Alternative dispute resolution, or ADR, is a process in which a neutral third party—a mediator or arbitrator—helps parties who are embroiled in a dispute come to an agreement. Mediation falls under the broad ADR umbrella and involves one or more structured meetings between disputing parties, chaired by a neutral third person whose purpose is to help them negotiate and hopefully resolve a contentious problem. Too often individuals engaged in a dispute are quick to hire an attorney and file a costly lawsuit. Mediation could be an alternative that would help resolve your dispute. It can be used in various areas of the law and most often results in a better outcome for both parties. The advantages of mediation are: in comparison to litigation the process, it more expeditions, inexpensive, allows the parties to resolve their dispute in quickly, allows the parties to participate in the process rather than be a “by-stander”, the rules of the process are relatively simple and can be established by the parties and can be modified if necessary.

 

Of course each case will vary, but one clear advantage over traditional litigation is in the area of divorce. The end of a marriage typically unleashes a flood of emotions including anger, grief, anxiety and fear.
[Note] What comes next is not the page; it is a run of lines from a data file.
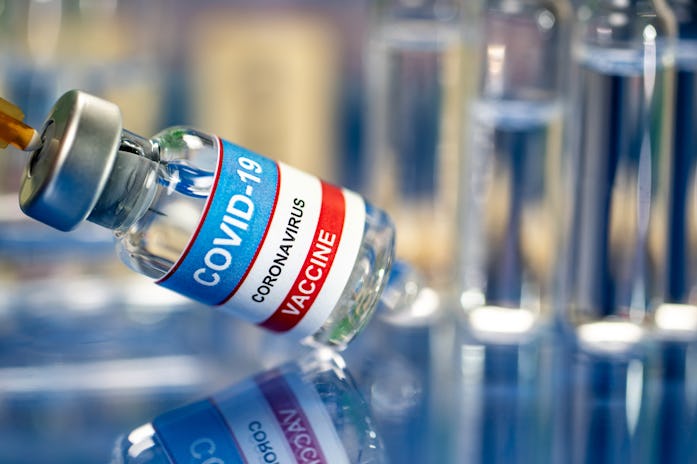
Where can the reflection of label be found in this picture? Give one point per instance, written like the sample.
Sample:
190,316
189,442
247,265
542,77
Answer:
275,245
272,418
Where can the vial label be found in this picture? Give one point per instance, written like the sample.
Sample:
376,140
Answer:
272,418
276,246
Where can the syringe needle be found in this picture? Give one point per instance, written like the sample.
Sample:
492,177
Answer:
14,131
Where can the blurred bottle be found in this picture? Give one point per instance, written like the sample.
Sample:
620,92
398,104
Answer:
676,315
416,85
112,48
401,364
620,222
267,74
511,186
306,411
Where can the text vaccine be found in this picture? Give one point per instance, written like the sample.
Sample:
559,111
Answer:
305,412
214,221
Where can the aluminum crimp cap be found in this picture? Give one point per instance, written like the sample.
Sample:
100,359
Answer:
65,177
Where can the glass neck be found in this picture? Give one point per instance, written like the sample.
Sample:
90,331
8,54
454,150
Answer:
131,186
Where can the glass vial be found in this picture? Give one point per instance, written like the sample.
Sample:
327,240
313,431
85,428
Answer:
214,221
511,189
623,115
309,411
415,89
677,316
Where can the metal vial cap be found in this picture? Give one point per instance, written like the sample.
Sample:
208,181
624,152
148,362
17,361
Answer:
65,177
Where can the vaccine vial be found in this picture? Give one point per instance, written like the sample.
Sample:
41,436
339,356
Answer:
214,221
511,187
303,412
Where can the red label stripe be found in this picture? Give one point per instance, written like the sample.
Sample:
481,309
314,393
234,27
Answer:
317,265
291,417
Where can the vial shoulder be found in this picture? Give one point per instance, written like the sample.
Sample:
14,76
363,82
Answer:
185,143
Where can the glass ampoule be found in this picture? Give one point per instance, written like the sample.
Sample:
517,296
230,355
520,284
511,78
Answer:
214,221
416,85
511,189
622,116
679,307
308,411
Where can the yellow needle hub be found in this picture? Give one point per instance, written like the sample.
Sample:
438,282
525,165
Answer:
14,131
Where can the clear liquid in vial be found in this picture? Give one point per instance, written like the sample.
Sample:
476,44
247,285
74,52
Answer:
418,87
618,237
515,150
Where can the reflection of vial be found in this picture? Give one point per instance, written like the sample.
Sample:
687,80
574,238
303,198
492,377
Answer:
302,412
214,221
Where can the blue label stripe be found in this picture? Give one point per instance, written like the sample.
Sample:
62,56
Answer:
206,208
232,231
195,433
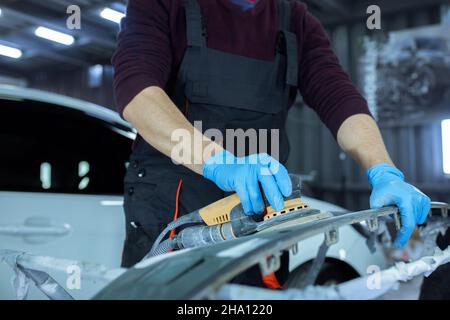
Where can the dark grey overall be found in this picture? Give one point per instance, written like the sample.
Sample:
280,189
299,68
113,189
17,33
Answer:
224,91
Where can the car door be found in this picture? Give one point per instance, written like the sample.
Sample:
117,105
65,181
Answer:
61,173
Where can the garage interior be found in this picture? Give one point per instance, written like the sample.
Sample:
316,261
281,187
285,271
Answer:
412,120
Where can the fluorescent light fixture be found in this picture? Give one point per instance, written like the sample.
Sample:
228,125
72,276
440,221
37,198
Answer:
112,15
54,35
446,145
10,52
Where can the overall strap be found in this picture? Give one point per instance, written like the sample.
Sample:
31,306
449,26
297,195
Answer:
194,25
288,42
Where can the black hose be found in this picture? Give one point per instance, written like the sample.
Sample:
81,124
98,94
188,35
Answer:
162,248
190,218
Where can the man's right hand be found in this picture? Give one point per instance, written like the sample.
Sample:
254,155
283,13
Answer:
243,175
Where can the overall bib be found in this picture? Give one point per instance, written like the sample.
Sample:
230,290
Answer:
223,91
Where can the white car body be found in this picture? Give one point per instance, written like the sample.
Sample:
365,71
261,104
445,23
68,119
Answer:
90,227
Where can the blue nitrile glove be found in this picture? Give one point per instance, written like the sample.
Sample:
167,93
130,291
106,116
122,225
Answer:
389,188
242,175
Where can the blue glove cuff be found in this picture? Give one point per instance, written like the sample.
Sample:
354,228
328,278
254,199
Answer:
381,170
222,157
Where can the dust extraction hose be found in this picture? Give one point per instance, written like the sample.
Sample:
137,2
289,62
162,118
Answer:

Sometimes these feelings can rise up when you least expect them, catching you off guard. Such a response is normal, and over time the intensity of these feelings will subside. In the meantime, be kind to yourself. Researchers have found that people who are kind and compassionate to themselves have an easier time managing the day-to-day difficulties of divorce.[1] Whether you are a young couple with no children and little to no assets, or an older couple with minor children, real property and retirement accounts to fight over, the law is going to determine how your assets are divided and map out a visitation schedule for your children. Often, when a marriage is dissolving, the fight over the material things (and your children) has more to do with hurt feelings and betrayal. One or both parties often make the mistake of immediately hiring a divorce attorney in order to get the “upper hand.” If you’re interested in an equitable distribution of your assets and fair visitation schedule, divorcing couples don't have to only rely on the help of a divorce attorney, there is an alternative. Consider hiring a mediator or a lawyer who will help you work with your spouse to achieve an amicable divorce for far less than traditional litigation. In Texas, most divorce actions take between 3 and 12 months from filing to resolution. The amount of time the process takes will depend on how the parties to the action conduct themselves. The mediation process allows the parties to be creative in finding solutions for their particular circumstances. Research your options and consider hiring a mediator!

 

[1]Sbarra, D. A., Smith, H. L., and Matthias, R. M. (2012). When leaving your ex, love yourself: Observational ratings of self-compassion predict the course of emotional recovery following marital separation. Psychological Science,23(3): 261-269.